At South High, a school that is very culturally aware and diverse, our presentations, with some exceptions, were given by primarily white, American students. Although we spoke about global issues such as minority representation in the media and horizontal integration, the majority of our perspectives are from a primarily white, privileged background.
Our time spent at South High, however, also highlighted how electronic media can be used as a tool for globalization, bringing global awareness across great distances through use of the Internet and of YouTube. For example, many of our video essays used clips from You Tube and information from Facebook and Twitter to support global ideas of media conglomeration. The ability to see a clip from Sri Lanka or the Arab Spring would have been impossible in the past, and this advancement in electronic media has changed how people can view the world.
Cultural imperialism encompasses the argument that media products flow primarily from “the West,” or America, influencing Eastern culture with little input from other, less wealthy nations. The term seems to highlight the possibility of “domination,” and suggests that the media industry in wealthy nations has such a large influence over the rest of the world that topics are being skewed and ideas misrepresented and misinterpreted (a very definite possibility).
I found the ideas of the “global village” very intriguing as well – the possibility that the media holds to unite nations shows great possibility for peacemaking and global understanding. However, as the reality of the “global village” is considered, it is seen that this promise is largely unrealistic – the largest and most influential media organizations are born from wealthy, powerful countries – giving little voice and making little difference for smaller, poorer nations of the world. This reality has led to a “homogenization of culture,” and a loss of local cultural awareness. As long as the wealthiest nations hold them most power in the media world, a true “global village” will never be realized.
The League of Nations’ view on globalization as a tool to increase peace and understanding is an excellent way to guide future thoughts and decisions regarding globalized media.

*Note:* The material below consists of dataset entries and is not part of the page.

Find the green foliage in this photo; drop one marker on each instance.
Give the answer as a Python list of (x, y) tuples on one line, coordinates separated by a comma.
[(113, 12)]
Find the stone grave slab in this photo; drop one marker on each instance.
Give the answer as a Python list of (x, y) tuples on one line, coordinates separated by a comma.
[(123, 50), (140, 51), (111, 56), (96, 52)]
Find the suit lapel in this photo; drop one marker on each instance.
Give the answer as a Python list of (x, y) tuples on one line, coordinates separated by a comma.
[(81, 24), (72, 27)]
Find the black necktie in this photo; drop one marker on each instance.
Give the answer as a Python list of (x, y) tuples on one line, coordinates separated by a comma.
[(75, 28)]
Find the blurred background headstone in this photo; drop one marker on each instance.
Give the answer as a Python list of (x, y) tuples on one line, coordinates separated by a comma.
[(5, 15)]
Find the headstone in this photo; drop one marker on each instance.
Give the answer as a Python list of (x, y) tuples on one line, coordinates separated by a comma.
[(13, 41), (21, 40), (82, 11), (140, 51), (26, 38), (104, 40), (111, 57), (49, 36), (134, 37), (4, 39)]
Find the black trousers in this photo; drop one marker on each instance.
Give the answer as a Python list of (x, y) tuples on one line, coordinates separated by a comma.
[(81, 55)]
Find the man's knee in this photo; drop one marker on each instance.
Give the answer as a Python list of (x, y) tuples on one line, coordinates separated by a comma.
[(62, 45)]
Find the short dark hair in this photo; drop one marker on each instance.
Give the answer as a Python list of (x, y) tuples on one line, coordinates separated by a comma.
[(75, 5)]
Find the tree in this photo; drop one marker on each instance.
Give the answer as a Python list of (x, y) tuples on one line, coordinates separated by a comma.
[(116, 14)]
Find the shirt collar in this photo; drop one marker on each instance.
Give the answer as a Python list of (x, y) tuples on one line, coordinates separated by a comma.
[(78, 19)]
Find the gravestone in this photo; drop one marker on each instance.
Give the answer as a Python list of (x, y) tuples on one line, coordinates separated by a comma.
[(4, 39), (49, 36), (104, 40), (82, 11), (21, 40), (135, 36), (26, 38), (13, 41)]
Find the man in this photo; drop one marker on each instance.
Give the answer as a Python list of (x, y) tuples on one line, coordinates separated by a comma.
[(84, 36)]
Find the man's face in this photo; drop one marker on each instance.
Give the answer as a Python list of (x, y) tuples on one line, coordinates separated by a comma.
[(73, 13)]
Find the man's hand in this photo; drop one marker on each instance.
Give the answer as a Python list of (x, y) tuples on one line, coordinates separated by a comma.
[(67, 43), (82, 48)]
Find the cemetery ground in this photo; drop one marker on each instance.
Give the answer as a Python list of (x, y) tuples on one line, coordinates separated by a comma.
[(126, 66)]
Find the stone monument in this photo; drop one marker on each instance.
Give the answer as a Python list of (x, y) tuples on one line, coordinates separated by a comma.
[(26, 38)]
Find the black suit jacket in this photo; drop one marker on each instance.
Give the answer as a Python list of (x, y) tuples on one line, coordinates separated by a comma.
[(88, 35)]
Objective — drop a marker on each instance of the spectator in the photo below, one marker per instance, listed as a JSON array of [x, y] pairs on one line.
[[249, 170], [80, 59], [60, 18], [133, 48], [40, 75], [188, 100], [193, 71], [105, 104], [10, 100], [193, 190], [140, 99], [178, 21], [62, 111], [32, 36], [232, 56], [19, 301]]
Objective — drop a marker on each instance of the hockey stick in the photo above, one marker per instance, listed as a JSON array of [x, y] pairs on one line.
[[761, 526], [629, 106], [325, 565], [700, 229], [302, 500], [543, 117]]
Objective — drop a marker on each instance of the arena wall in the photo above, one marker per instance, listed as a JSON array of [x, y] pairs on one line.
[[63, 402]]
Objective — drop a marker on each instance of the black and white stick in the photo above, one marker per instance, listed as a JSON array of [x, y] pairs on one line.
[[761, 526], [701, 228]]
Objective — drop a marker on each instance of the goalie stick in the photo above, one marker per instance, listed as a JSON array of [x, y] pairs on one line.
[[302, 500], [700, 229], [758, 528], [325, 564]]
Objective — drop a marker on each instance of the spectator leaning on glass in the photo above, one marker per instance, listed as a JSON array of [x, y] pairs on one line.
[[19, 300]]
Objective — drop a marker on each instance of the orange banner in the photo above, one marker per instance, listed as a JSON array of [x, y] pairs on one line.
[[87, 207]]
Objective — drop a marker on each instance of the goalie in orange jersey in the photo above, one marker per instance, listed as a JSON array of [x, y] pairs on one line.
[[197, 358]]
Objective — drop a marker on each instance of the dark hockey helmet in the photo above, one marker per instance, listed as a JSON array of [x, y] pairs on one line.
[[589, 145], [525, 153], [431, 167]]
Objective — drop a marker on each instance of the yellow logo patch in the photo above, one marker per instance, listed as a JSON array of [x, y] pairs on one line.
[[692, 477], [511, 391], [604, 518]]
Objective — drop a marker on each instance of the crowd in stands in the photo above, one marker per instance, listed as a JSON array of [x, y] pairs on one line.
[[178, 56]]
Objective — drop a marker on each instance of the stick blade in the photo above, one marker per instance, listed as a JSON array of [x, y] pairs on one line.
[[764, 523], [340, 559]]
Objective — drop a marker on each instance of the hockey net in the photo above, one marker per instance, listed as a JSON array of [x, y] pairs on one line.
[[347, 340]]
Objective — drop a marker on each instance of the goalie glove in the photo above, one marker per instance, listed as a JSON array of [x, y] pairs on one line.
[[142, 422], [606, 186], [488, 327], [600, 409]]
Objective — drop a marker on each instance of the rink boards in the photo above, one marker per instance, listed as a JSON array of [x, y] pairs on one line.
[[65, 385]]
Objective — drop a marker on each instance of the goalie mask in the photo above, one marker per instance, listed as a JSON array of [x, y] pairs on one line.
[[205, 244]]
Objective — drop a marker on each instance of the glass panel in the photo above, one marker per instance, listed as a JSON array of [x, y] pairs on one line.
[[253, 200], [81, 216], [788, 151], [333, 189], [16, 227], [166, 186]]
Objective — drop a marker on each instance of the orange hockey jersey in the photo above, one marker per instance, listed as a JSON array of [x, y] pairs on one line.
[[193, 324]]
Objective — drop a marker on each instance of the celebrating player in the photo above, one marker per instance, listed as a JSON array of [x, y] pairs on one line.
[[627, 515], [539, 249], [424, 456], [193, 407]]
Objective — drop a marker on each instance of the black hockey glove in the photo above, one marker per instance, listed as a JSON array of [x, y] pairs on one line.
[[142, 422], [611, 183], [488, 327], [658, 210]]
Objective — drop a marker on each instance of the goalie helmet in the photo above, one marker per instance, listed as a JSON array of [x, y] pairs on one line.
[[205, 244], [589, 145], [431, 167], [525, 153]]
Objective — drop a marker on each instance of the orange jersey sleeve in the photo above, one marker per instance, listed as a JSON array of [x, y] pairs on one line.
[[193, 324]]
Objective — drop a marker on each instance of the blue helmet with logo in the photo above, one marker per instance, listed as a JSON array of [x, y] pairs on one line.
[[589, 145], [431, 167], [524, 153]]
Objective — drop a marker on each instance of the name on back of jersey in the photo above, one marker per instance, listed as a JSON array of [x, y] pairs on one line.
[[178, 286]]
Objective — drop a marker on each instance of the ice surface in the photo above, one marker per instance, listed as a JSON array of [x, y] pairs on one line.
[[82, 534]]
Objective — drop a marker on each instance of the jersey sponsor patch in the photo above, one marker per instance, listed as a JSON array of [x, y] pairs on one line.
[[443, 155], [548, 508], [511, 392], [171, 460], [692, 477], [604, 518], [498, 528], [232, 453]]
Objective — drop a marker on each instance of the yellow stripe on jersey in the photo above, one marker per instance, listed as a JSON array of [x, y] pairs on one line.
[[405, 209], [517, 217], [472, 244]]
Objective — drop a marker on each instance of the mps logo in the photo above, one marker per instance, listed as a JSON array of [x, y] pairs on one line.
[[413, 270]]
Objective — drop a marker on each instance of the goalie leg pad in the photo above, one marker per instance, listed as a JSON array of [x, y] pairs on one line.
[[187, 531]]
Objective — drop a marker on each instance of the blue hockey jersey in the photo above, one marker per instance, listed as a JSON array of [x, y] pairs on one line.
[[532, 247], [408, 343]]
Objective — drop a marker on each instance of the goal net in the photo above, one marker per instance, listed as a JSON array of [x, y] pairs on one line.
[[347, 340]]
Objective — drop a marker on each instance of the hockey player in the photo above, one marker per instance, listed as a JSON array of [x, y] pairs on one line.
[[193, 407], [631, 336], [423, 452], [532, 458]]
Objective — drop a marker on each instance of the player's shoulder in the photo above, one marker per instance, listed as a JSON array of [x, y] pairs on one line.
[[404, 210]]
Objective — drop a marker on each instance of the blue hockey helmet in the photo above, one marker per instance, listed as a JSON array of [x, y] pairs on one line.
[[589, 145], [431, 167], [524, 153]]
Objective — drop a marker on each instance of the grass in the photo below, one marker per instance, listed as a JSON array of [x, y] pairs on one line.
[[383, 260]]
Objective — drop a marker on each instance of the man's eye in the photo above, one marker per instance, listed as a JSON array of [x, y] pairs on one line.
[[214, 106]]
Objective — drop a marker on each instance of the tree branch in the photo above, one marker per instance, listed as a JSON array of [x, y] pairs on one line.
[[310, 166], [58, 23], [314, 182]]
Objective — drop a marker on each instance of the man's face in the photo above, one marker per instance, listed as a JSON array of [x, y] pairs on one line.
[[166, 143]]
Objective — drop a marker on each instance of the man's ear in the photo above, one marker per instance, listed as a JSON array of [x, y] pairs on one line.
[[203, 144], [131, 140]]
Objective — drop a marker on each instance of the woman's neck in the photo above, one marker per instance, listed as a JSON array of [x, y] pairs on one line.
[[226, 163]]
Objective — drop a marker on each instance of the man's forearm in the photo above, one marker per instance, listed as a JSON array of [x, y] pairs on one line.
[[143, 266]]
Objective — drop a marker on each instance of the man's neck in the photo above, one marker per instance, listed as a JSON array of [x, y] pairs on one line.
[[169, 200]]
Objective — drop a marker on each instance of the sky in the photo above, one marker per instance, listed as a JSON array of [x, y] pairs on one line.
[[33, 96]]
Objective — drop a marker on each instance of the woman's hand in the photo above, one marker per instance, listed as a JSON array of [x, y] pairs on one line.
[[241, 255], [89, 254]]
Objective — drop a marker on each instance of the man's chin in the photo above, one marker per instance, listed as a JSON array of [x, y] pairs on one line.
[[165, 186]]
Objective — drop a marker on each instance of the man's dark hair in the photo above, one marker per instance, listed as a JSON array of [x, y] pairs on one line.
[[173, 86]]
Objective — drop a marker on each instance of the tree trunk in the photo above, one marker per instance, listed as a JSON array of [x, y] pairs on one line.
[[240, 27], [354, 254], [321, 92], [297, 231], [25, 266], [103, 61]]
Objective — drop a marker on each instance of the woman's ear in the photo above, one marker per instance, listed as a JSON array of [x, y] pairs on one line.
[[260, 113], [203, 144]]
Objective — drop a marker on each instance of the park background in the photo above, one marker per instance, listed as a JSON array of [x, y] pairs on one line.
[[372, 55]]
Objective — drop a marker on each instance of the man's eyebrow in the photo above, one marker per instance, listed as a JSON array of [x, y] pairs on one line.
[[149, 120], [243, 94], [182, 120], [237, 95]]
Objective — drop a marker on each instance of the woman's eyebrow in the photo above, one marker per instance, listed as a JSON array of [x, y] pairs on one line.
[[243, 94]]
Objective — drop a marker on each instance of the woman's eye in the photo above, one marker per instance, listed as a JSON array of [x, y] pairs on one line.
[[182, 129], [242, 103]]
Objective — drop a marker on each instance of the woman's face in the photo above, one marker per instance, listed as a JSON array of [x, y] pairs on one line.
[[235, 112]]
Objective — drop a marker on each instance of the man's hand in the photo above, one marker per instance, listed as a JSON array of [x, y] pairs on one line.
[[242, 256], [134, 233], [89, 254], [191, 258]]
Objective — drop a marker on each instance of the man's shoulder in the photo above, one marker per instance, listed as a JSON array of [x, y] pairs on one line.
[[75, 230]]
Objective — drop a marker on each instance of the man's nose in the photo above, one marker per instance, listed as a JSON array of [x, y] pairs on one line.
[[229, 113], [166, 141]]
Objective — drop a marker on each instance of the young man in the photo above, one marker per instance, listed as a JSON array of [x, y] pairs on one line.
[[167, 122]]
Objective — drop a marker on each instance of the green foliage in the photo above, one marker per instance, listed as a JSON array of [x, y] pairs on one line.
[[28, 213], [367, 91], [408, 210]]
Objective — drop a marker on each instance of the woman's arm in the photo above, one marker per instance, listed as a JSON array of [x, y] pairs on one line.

While underrepresentation of underdeveloped countries is still an issue, the politics of information flow has the possibility to unite countries in the future. Global media regulation could aid in this process – while media corporations undoubtedly hold huge influence over government protocol, organizations such as Free Press are setting good examples for the future of fair and diverse media.
After reading this chapter and showing my video at South High, I would like to include more perspectives in my video essay, if possible. I think it would be beneficial to focus on the prevalence and use of media in underdeveloped countries as well, instead of only focusing on how media is influencing activism in the United States.